The aim of feature selection is to form, from all available features in a dataset, a relatively small subset of features capable of producing the optimal classification accuracy. This subset is called the predictor set. The following are past and current stances on the use of feature selection for multiclass tissue classification:

Feature selection does not aid in improving classification accuracy [1, 2], at least not as much as the type of classifier used.
Feature selection is often rank-based, and is implemented mainly with the intention of merely reducing cost/complexity of subsequent computations (since the transformed dataset is smaller), rather than also finding the feature subset which best explains the dataset [1, 3].
Studies proposing feature selection techniques with sophistication above that of rank-based techniques resort to an evaluation procedure which is prone to giving overly optimistic estimate of accuracy, but has the advantage of costing less computationally than procedures which yield a more realistic estimate of accuracy [4–7].

In short, there are three ways in which feature selection has been, and still is regarded for multiclass microarray datasets: 1) should not be considered at all, 2) as simple rank-based methods for dataset truncation, and finally, 3) as more complicated methods with sound theoretical foundation, but with doubtful empirical results.

A feature selection technique is made of two components: the predictor set scoring method (which evaluates the goodness of a candidate predictor set); and the search method (which searches the gene subset space for the predictor set based on the scoring method). The technique becomes wrapper-based when classifiers are invoked in the predictor set scoring method. Otherwise, the technique is filter-based. Filter-based techniques, which are the focus of this study, have several advantages over wrapper-based techniques: 1) Filter-based techniques cost less computationally than wrapper-based techniques. 2) Filter-based techniques are not classifier-specific. 3) More importantly, unlike the typical 'black-box' trait of wrapper-based techniques, filter-based techniques provide a clear picture of why a certain feature subset is chosen as the predictor set through the use of scoring methods in which inherent characteristic(s) of the predictor set (and not its prediction ability) is optimized. The last advantage is particularly crucial since the predictor set scoring method in a filter-based technique can explain the prediction ability of the predictor set, whereas in a wrapper-based technique, the score of goodness of the predictor set is its prediction ability itself, and hence the term 'black-box'.

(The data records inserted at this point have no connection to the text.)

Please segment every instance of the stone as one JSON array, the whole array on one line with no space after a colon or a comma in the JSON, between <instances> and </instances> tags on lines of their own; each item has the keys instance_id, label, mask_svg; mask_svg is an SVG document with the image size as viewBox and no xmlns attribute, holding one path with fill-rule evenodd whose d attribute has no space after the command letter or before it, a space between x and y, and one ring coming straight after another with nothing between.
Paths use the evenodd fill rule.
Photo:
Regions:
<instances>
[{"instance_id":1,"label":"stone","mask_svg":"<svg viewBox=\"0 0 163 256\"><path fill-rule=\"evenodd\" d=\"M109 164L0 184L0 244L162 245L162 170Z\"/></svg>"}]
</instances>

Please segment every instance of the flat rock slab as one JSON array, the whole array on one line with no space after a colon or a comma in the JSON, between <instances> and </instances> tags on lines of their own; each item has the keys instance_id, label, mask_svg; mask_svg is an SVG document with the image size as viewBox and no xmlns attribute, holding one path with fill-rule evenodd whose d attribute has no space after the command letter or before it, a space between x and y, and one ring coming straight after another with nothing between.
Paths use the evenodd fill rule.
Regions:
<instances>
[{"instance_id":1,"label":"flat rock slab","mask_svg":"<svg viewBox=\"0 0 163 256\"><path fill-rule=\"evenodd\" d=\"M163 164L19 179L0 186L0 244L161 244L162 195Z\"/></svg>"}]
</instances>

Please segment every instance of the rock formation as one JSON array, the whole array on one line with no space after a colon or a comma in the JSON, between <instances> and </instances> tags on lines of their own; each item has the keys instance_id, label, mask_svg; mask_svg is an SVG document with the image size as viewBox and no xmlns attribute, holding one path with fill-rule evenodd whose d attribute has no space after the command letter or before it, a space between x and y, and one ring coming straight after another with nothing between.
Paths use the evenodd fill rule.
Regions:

An important principle behind most filter-based feature selection techniques can be summarized by the following statement: A good predictor set should contain features highly correlated with the target class distinction, and yet uncorrelated with each other [8]. The predictor set attribute referred to in the first part of this statement, 'relevance', is the backbone of simple rank-based feature selection techniques. The aspect alluded to in the second part, 'redundancy', refers to pairwise relationships between all pairs of genes in the predictor set.

Previous studies [4, 8] have based their feature selection techniques on the concept of relevance and redundancy having equal importance in the formation of a good predictor set. We call the predictor set scoring methods used in such correlation-based feature selection techniques equal-priorities scoring methods. On the other hand, Guyon and Elisseeff (2003) [9] demonstrated using a 2-class problem that seemingly redundant features may improve the discriminant power of the predictor set instead, although it remains to be seen how this scales up to multiclass domains with thousands of features. A study was implemented on the effect of varying the importance of redundancy in predictor set evaluation in [10]. However, due to its use of a relevance score that is inapplicable to multiclass problems, the study was limited to only binary classification.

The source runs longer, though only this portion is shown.